A few months back, Scott Adams posted a great Dilbert that I have been meaning to write about for a while (click on the image to see the original).
In the strip, Dilbert says “You don’t go to war with the data you need. You go to war with the data you have.”
Now Scott Adams was being funny but in fact there is a kernel of truth here. We come across many companies that are failing to apply data to their decision-making, delaying building predictive analytic models or postponing their adoption of machine learning because they don’t have the data they “need”. It’s not integrated enough, clean enough, precise enough or just not as good as it “will be soon”. This is a mistake. You should do as Dilbert advises, and “go to war with the data you have“.
The trick is to start with the decision you want to improve, rather than with the data. Understand the decision, model how you think you make that decision today, work with those who make the decision every day to capture your current approach.

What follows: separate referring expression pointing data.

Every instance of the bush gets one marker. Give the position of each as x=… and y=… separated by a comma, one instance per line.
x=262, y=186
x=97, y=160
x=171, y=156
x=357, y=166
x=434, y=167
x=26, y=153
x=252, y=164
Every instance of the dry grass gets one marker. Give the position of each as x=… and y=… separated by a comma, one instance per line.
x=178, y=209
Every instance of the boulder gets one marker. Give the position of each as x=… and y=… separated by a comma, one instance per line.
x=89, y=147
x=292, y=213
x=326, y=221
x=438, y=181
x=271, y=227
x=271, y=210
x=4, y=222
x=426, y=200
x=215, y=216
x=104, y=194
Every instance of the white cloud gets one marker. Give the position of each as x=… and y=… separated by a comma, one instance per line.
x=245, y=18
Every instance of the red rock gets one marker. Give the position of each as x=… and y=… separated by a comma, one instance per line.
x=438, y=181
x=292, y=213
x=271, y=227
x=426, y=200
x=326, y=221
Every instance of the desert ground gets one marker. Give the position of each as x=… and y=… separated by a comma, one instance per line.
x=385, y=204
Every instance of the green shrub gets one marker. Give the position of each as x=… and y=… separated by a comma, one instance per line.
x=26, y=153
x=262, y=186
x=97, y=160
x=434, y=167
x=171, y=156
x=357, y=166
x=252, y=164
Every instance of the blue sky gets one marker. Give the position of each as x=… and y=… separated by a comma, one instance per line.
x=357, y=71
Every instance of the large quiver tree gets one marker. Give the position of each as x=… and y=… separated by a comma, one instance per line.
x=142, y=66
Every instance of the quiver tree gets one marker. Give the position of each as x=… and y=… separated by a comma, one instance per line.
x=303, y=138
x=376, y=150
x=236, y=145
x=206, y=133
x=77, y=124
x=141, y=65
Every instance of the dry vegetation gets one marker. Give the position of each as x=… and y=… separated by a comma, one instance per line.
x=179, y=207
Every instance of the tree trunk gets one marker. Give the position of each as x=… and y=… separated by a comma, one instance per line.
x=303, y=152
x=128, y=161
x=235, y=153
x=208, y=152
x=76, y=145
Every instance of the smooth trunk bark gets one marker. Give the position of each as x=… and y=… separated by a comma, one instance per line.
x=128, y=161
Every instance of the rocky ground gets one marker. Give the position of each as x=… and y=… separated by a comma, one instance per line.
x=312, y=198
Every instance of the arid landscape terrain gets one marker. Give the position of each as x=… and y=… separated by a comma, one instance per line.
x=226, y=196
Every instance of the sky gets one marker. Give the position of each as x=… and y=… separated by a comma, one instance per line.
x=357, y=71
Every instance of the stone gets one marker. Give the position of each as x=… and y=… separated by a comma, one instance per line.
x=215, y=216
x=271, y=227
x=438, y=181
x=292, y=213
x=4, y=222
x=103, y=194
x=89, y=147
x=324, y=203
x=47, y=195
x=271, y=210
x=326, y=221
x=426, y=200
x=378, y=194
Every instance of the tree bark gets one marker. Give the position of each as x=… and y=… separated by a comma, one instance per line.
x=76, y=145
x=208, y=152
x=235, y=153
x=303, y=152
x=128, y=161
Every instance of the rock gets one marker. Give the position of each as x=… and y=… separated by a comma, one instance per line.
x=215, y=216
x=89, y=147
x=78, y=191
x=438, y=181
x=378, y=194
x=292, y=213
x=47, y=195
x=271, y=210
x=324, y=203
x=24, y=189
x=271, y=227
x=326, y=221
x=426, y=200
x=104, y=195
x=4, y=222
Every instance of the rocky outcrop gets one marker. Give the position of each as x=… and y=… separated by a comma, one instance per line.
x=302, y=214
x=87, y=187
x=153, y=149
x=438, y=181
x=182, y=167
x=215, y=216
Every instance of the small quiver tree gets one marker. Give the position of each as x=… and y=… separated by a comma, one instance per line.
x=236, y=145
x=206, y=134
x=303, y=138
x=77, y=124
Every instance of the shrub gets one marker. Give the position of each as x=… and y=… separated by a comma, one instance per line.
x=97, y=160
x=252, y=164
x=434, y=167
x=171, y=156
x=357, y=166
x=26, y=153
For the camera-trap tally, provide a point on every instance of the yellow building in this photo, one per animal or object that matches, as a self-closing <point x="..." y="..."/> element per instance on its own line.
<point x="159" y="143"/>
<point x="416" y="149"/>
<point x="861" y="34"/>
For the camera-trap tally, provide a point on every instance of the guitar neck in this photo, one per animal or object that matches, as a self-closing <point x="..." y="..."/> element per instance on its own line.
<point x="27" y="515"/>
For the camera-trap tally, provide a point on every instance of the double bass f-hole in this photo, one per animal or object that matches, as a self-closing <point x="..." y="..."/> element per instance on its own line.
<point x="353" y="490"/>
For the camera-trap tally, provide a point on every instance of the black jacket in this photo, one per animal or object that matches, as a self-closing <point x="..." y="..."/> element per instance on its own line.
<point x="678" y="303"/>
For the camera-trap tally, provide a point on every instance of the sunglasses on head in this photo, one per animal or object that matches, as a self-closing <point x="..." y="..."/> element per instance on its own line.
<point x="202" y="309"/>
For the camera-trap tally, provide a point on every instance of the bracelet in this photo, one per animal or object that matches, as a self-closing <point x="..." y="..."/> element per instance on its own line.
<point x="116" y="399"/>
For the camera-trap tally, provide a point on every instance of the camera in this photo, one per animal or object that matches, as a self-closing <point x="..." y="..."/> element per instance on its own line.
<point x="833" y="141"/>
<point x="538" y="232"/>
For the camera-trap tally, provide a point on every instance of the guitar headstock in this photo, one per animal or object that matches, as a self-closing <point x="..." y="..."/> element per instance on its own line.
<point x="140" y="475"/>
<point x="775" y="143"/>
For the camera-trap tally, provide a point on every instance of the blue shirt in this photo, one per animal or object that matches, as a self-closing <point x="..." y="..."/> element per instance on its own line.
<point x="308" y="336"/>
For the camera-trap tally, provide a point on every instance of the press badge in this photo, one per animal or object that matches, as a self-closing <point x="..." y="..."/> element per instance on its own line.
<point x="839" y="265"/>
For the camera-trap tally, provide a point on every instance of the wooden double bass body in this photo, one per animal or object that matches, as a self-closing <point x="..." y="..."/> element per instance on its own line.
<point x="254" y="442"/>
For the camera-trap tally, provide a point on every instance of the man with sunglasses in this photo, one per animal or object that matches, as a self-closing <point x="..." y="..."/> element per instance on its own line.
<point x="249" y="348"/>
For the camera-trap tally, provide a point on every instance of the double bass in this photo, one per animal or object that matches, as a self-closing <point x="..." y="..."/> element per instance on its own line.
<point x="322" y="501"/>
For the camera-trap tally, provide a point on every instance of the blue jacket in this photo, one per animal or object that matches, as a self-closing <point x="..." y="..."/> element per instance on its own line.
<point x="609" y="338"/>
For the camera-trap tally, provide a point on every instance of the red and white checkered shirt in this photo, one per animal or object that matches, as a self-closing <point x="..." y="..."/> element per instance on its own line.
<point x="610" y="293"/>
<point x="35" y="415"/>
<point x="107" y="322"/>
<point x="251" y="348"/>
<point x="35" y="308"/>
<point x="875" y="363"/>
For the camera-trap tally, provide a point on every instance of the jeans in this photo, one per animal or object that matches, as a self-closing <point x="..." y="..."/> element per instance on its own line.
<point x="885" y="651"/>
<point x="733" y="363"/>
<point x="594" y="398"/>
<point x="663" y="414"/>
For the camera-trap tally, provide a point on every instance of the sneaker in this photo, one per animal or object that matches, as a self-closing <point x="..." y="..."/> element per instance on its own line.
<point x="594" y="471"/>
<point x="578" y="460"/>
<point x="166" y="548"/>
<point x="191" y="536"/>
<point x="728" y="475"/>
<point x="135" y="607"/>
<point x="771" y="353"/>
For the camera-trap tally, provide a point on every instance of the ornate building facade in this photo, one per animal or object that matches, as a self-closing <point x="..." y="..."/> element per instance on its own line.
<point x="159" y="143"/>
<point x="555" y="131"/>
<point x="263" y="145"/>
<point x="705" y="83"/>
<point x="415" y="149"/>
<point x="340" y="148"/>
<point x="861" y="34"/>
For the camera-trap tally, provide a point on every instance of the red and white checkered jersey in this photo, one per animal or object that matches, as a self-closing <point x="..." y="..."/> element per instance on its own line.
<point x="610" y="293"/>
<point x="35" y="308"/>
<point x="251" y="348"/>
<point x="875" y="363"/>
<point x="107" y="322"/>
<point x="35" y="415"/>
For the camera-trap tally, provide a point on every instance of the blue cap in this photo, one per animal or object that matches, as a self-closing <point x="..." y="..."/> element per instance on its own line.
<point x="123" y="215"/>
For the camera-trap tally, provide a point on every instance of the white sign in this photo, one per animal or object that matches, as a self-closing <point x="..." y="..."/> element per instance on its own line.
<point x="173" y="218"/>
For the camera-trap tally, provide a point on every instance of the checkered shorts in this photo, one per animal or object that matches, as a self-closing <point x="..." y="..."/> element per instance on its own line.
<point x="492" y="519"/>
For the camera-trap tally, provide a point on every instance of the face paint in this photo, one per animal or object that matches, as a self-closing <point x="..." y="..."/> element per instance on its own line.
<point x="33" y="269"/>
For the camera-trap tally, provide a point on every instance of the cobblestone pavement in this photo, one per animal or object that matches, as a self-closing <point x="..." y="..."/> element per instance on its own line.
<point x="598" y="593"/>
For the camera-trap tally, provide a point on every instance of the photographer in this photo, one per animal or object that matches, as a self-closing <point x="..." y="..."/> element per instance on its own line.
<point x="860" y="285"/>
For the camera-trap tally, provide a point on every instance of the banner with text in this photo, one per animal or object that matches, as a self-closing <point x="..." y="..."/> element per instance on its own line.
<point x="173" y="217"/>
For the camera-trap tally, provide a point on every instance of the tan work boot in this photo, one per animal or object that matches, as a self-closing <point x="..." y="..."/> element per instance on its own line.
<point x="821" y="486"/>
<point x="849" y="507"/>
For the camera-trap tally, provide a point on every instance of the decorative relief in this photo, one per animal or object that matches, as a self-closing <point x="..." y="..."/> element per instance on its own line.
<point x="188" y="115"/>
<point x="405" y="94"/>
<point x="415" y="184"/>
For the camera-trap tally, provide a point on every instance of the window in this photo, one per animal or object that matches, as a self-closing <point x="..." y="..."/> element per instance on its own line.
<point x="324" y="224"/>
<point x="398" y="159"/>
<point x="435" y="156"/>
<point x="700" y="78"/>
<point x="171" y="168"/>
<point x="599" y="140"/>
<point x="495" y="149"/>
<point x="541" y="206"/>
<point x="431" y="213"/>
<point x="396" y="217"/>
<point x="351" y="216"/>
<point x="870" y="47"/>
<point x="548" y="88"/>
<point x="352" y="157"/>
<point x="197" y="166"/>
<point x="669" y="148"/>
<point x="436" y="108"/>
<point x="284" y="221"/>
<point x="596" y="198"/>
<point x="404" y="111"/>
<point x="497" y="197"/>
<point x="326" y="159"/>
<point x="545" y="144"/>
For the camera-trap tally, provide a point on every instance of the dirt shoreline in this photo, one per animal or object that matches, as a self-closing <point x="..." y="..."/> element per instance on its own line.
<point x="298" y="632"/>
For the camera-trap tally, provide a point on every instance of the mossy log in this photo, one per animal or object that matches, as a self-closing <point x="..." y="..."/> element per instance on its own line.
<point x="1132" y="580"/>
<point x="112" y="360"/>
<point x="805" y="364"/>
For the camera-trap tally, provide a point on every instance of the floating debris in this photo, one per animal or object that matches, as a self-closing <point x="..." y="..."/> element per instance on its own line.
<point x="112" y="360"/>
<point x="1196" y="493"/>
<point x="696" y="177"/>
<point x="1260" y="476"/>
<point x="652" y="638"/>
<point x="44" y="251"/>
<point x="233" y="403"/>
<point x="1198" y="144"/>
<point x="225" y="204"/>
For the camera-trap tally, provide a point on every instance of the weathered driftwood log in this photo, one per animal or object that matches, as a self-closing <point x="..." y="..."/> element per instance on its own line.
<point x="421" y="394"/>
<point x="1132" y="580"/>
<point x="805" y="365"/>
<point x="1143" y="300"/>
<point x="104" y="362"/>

This decision making is possible with the data you have – it must be, as this is how you decide right now.
Now you can ask some interesting questions like:
- What would help you make this decision more accurately?
- Which pieces of the decision give you the most trouble?
- Where do you spend your time in this decision?
- Is the data you need to make this decision presented the way you use it in this decision?
- Which pieces of this decision are data analysis – places where you decide something about the data so you can base some other decision on that analysis?
Sometimes the answer to these questions will lead you to new data or identify that your data needs to be improved. If it does, at least you can show exactly WHY you need that new data and so calculate an ROI. But often it reveals that you need to use the data you have in different ways.
The biggest benefit comes from identifying possible predictive models. Because you know how the decision is made, you will be able to see how accurate a predictive model must be to be useful. Often this is a lot lower than you think. We have had clients realize they only needed a model that as a little better than a coin flip and others who only needed 70-80% accuracy. You might need 99.99% but you probably don’t.
Until you know, you can’t answer the question if your data is good enough or not. Without a business-driven target for accuracy, your data team will assume something must be really accurate to be useful and they could easily overshoot. Plus many predictive models cope with missing and bad data quite well or can at least degrade gracefully when the data is of poor quality, allowing reasonable predictions even when data is less good.
So, don’t wait for the data you think you need, start improving decisions with the data you have. It’s noble, its heroic and it works.